Coach Jason Garrett thanked them for their service when he was asked if it was strange to not see three players with a combined 25 years of service to the club, as well as a combined 10 Pro Bowl appearances.
“But that’s the nature of our league, and they’re in other places right now,” Garrett said. “We’re focused on the 90 guys who are here, and we’re excited about the group that we have.”
Garrett did not mean to sound cold. It is just how the NFL operates. For players such as Tony Romo and Jason Witten, the longest-tenured Cowboys, it is a little different.
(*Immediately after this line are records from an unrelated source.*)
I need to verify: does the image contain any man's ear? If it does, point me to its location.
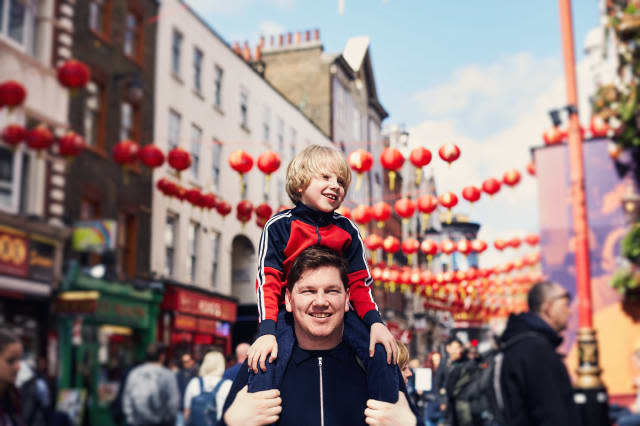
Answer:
[284,289,292,312]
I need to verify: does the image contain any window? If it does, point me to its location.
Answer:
[167,110,182,150]
[191,124,202,179]
[164,213,178,277]
[211,232,220,288]
[84,81,106,151]
[211,140,222,190]
[187,222,200,283]
[193,47,202,93]
[123,11,143,61]
[0,0,35,50]
[120,101,139,141]
[240,89,249,129]
[89,0,111,37]
[262,106,271,144]
[171,30,183,75]
[213,65,224,109]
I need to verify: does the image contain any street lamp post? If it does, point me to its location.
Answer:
[558,0,603,390]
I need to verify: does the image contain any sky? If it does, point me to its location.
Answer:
[187,0,600,266]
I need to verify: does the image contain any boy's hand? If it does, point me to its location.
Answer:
[247,334,278,374]
[370,322,398,364]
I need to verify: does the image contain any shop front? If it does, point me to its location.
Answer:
[158,283,238,360]
[0,213,68,380]
[54,266,162,425]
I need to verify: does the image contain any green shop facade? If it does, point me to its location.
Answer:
[54,265,162,425]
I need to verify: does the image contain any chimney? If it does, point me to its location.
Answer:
[242,41,251,62]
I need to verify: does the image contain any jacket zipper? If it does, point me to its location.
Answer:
[318,357,324,426]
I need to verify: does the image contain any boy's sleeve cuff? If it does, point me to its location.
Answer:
[258,320,276,337]
[362,309,384,327]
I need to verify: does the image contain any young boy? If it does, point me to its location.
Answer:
[248,145,398,402]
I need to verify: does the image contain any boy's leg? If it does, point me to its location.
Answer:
[344,311,400,403]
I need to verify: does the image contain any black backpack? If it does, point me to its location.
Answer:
[450,331,543,426]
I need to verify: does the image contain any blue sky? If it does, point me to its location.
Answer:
[188,0,600,265]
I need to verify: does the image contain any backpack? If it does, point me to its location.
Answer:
[451,331,543,426]
[187,377,224,426]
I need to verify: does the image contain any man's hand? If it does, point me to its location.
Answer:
[224,386,282,426]
[364,392,417,426]
[247,334,278,374]
[368,322,398,364]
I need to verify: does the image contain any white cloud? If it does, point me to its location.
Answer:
[409,52,593,266]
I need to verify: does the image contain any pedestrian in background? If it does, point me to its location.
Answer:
[183,352,230,425]
[0,330,23,426]
[122,343,180,426]
[500,282,578,426]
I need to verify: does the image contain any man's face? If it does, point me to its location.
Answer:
[285,266,349,350]
[543,285,571,333]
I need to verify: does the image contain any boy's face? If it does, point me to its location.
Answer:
[300,171,344,213]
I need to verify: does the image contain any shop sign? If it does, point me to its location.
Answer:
[175,290,236,322]
[94,294,149,328]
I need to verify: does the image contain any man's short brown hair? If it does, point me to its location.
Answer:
[287,246,349,291]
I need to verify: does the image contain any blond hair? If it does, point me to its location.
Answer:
[396,340,409,370]
[198,351,225,377]
[286,145,351,203]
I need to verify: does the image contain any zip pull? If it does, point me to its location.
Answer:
[318,356,324,426]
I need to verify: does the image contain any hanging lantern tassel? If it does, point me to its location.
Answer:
[389,170,396,191]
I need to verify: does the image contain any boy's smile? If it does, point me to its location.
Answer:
[300,172,344,213]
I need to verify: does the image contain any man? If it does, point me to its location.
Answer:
[176,352,198,426]
[122,343,180,426]
[500,282,579,426]
[223,246,416,426]
[222,343,249,381]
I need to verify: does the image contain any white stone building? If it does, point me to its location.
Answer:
[151,0,331,304]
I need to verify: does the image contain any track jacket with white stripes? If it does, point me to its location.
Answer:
[256,202,382,336]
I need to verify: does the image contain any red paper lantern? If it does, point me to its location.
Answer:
[409,146,431,186]
[256,203,273,219]
[380,148,404,191]
[364,234,382,251]
[336,206,351,219]
[257,151,280,176]
[58,59,91,89]
[27,124,55,151]
[471,239,487,253]
[138,144,164,169]
[371,201,391,228]
[420,239,438,256]
[0,80,27,108]
[351,204,372,225]
[493,239,507,251]
[438,143,460,165]
[216,200,231,217]
[456,239,472,256]
[58,132,85,158]
[113,139,139,166]
[0,124,27,148]
[394,198,416,219]
[438,192,458,210]
[527,161,536,176]
[482,178,500,196]
[167,147,192,175]
[229,149,253,175]
[502,169,520,187]
[462,185,482,203]
[440,239,456,254]
[524,234,540,246]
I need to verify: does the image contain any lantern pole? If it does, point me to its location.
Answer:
[558,0,603,389]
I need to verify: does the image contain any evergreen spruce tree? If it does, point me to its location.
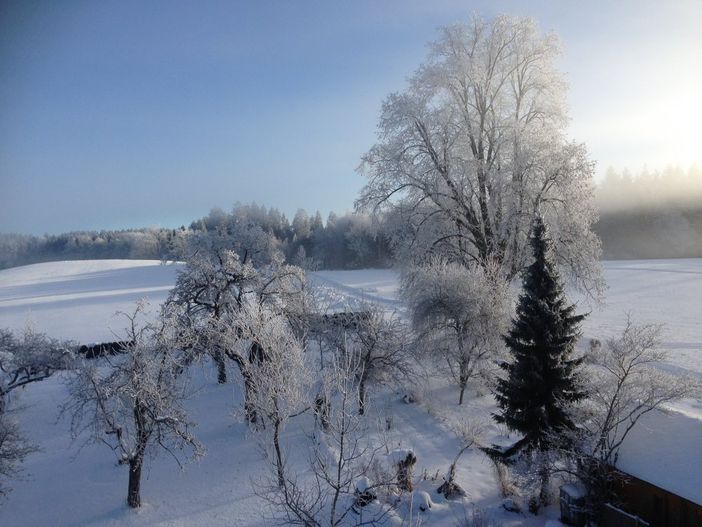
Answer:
[495,217,585,455]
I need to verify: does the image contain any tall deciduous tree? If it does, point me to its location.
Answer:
[357,16,600,290]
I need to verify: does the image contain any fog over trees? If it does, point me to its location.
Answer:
[0,166,702,269]
[595,166,702,259]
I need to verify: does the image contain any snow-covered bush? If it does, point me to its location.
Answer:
[62,304,204,507]
[400,258,510,404]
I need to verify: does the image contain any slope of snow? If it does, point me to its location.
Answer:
[0,260,180,343]
[0,259,702,527]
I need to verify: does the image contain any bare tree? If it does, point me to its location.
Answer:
[237,304,312,488]
[166,237,306,422]
[0,328,72,414]
[400,258,509,404]
[560,316,700,516]
[356,16,602,291]
[0,328,72,495]
[0,409,39,495]
[585,317,699,464]
[259,357,396,527]
[62,304,204,507]
[326,310,415,415]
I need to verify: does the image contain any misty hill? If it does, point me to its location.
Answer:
[0,166,702,269]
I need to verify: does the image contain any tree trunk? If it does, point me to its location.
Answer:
[273,419,285,489]
[213,351,227,384]
[458,379,468,406]
[246,371,258,424]
[127,455,143,509]
[358,377,366,415]
[539,466,550,507]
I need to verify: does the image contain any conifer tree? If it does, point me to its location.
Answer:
[495,217,585,455]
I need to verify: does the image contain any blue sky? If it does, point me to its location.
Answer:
[0,0,702,233]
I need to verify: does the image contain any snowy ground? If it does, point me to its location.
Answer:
[0,259,702,526]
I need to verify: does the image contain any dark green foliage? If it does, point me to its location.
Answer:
[495,218,585,450]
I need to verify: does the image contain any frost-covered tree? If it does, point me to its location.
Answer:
[400,258,510,404]
[258,356,397,527]
[327,305,414,415]
[166,237,305,383]
[0,409,38,496]
[237,304,312,487]
[357,16,600,296]
[495,217,586,450]
[0,328,71,414]
[565,317,700,516]
[62,304,203,507]
[0,327,73,495]
[495,217,586,508]
[0,328,72,495]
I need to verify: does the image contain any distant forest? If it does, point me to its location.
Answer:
[0,167,702,269]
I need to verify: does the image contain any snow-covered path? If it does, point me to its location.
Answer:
[0,259,702,527]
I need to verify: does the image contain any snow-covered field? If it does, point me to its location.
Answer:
[0,259,702,526]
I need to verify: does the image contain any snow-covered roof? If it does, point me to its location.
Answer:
[617,411,702,505]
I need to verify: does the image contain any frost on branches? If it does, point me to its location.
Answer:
[62,304,203,507]
[357,16,602,293]
[400,258,510,404]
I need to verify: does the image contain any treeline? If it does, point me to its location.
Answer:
[0,204,390,269]
[594,166,702,259]
[0,166,702,269]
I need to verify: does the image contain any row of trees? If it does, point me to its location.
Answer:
[595,166,702,259]
[2,12,694,526]
[0,216,695,525]
[0,166,702,269]
[0,204,391,269]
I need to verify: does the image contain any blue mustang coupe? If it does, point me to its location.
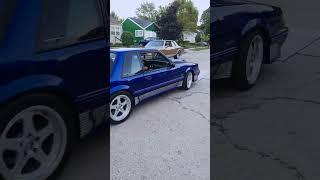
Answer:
[210,0,288,89]
[0,0,109,180]
[110,48,200,124]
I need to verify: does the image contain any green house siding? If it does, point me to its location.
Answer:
[122,19,159,43]
[122,19,143,42]
[146,23,159,32]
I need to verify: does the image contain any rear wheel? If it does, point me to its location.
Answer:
[174,50,182,59]
[110,92,134,124]
[182,71,193,90]
[0,95,75,180]
[232,31,264,89]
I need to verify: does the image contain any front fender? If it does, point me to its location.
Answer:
[241,18,265,37]
[0,75,63,103]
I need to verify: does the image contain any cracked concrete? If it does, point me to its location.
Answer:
[211,0,320,180]
[110,51,210,180]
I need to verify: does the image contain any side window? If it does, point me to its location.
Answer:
[140,52,170,70]
[166,41,172,47]
[37,0,105,51]
[65,0,105,45]
[122,53,142,77]
[0,0,17,43]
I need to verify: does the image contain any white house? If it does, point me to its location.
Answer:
[182,30,199,43]
[110,17,123,44]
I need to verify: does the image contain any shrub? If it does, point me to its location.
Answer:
[121,32,134,47]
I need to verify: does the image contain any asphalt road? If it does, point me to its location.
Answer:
[110,50,210,180]
[211,0,320,180]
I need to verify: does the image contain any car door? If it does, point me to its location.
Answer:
[210,0,241,63]
[121,52,147,96]
[141,51,174,99]
[34,0,108,111]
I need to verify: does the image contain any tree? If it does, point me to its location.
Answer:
[200,8,210,35]
[157,1,183,40]
[136,2,158,22]
[121,32,134,47]
[110,11,122,22]
[195,33,201,42]
[175,0,199,32]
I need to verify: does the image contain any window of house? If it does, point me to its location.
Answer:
[135,30,143,37]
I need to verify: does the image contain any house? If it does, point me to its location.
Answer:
[122,17,159,42]
[110,16,123,44]
[182,30,200,43]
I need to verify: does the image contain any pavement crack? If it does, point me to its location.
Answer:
[169,98,210,121]
[259,96,320,105]
[297,53,320,58]
[211,120,306,180]
[174,91,209,100]
[280,36,320,62]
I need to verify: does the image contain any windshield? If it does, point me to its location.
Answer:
[146,41,163,47]
[110,52,117,75]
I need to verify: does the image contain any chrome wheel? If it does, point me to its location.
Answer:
[246,35,264,84]
[0,106,67,180]
[110,95,131,122]
[187,72,193,89]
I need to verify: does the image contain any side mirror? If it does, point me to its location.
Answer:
[142,66,149,72]
[168,63,176,68]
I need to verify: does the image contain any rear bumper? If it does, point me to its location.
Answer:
[270,27,289,63]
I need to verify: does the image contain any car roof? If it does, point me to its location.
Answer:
[110,48,157,52]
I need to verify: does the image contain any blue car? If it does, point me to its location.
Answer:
[109,48,200,124]
[0,0,109,180]
[210,0,288,89]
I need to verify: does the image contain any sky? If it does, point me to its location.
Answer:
[110,0,210,24]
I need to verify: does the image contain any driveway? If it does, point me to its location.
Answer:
[110,50,210,180]
[211,0,320,180]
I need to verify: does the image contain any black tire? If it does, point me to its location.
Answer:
[109,91,135,125]
[0,94,77,180]
[181,71,193,90]
[231,31,265,90]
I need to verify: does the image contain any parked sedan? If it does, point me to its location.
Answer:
[145,40,184,59]
[211,0,288,89]
[110,48,200,124]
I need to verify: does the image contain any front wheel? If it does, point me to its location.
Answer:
[0,95,75,180]
[110,92,134,124]
[232,31,265,89]
[182,71,193,90]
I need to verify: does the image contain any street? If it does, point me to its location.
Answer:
[211,0,320,180]
[110,50,210,180]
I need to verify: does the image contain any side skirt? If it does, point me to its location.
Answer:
[135,81,183,105]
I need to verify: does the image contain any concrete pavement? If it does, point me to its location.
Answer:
[211,0,320,180]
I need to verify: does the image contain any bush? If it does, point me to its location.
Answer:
[121,32,134,47]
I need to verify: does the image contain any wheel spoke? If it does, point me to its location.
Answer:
[12,151,30,175]
[36,123,54,143]
[33,148,48,165]
[0,138,21,152]
[110,105,117,109]
[23,112,35,136]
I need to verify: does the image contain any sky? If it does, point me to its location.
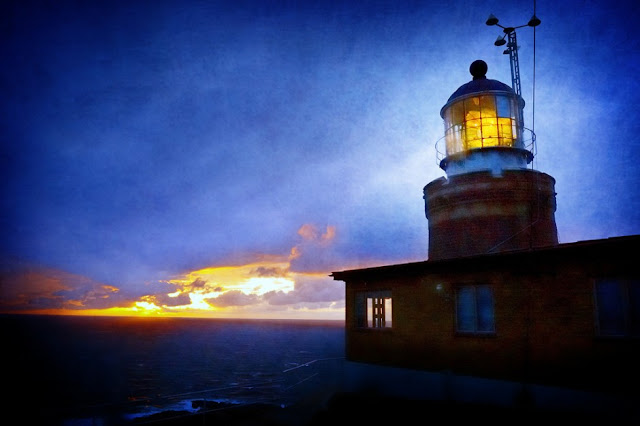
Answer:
[0,0,640,319]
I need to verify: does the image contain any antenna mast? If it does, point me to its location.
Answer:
[486,12,540,96]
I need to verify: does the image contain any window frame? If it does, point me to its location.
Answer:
[354,290,393,330]
[454,283,496,336]
[593,276,640,339]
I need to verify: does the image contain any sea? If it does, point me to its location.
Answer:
[0,315,344,426]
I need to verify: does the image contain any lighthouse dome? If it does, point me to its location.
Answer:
[440,59,524,118]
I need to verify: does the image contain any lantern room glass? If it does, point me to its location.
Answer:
[444,94,522,155]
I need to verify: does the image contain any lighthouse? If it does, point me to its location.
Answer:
[424,60,558,260]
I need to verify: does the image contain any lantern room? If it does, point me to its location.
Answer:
[436,60,534,175]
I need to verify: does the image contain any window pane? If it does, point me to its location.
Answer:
[355,293,367,327]
[384,298,393,327]
[476,286,495,332]
[596,281,625,335]
[480,96,496,118]
[465,119,482,149]
[498,118,513,146]
[629,280,640,336]
[456,286,476,332]
[496,96,511,118]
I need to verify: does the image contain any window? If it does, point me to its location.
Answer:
[456,285,495,334]
[595,278,640,336]
[355,291,392,328]
[443,94,523,155]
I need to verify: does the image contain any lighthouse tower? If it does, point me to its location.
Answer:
[424,60,558,260]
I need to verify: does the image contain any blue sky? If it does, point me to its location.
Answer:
[0,0,640,318]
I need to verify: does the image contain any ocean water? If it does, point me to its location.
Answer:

They become used to the changing faces in the locker room, but there is a certain sentiment when you lose long-time teammates.
Romo recalled Bill Parcells pulling him to the side and telling him there will come a time in his career where he will look around and effectively say, ‘Who are these guys?’
DeMarcus Lawrence was 11 years old when Romo and Witten broke in with the Cowboys in 2003.
“It’s funny you never really look back at what you did or any of the stuff you’ve done semi-successfully or this over here and what you did good,” Romo said. “As an athlete you always look to the next play, next season, the next game, but along the way you develop some friendships and camaraderie and special times with different individuals. So that’s probably one of the tougher things about playing is just how all of a sudden every few years there’s that changeover that takes place and after 10 or 12 years they’re all gone except Jason Witten.
“I think you miss some of those guys … I’m excited about a lot of the new guys. At the same time you eat with different people now. You might go talk after practice and it’s new people. You just remember all the times you had with a lot of great people.”